Q: What’s something council has gotten right in the last four to eight years?
A: One thing the council has gotten right is its increased funding and focus on code enforcement and addressing blight – although there is still much work and improvement to be accomplished. I was proud to be a part of the process, as I served on the Code Enforcement Commission for two years and worked alongside current District 9 Councilmember Felicia Moore as her Special Projects Director.
In that role, I surveyed every street in every District 9 neighborhood, identifying over 1,000 blighted properties. In the two years I served in that role, I worked with various city departments to comply over 800 of those properties, including over 100 demolitions of dilapidated structures. There is still much work and improvement to be done to better the city’s code enforcement process in order to thoroughly and quickly address the pervasive, crime-attracting blight that still plagues many areas, and I plan on being a leader in that effort.
Q: What’s something council has gotten wrong or failed to do in the last four to eight years?
A: I have been appalled by the council’s overall lack of support for our police and firefighters. Our heroes can come here to get trained, work for a few years, and then leave for significantly higher pay, fairer treatment, and better resources at almost any other metro Atlanta department. This is evidenced by the fact that, while we consistently hear Atlanta has 2,000 “authorized” officers, we only have around 1,700 due to a large recruitment-attrition gap and a much lesser number are actually patrolling our neighborhoods. Our fire departments also continue to be understaffed and many stations are in terrible condition.
One of the first question I always ask when I meet one of our police officers or firefighters is “where do you live?”, and most of the time it’s a suburb or even a city far outside the metro area. They, along with teachers and so many other of our middle-class workers, should be able to live in the city they serve.

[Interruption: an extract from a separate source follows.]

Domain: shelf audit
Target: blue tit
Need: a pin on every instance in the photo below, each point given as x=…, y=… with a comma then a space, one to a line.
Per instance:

Q: Bottom line, overall, why should people vote for you? What’s your pitch to the voters?
A: The people here in District 9 should vote for me due to my strong record of service, commitment, and responsiveness to our people and the issues in our neighborhoods. I am not just someone who came out of the woodwork to run for office because there is an open seat – I have put in the work that I believe someone seeking a council seat should have on their resume. My experience, success, and drive to make Atlanta and our neighborhoods better has earned me the endorsements of current District 9 Councilmember Felicia Moore, the International Brotherhood of Police Officers – Local 623, Atlanta Professional Fire Fighters, and the Professional Association of City Employees.
I live in northwest Atlanta and District 9 because that is where my wife, Lindsey, and I chose to raise our family. We are excitedly awaiting the birth of our first child, a boy, in less than a month! We have been engaged in our neighborhood and have supported our local school (long before we planned to have a baby) in hopes of bettering our neighborhood and city. All Atlantans deserve a clean and safe city to live, work, and play in.
In addition to working as the Special Projects Director for Councilmember Moore, I have served on my Riverside Neighborhood Association board for many years as President, Vice President, and Chair of Public Safety. I have also been very active in my Neighborhood Planning Unit (NPU-D) and have been actively engaged in many other neighborhoods and NPUs throughout District 9. Professionally, I am an ICU nurse at Emory, where I also served on the Serious Communicable Disease Unit during the Ebola outbreak. My strong interest in service led me to pursue my Masters of Public Administration, which I graduated with last year. I have a deep compassion for helping people and tackling tough issues, and with my experience and education, I am ready to continue working for District 9 and our city!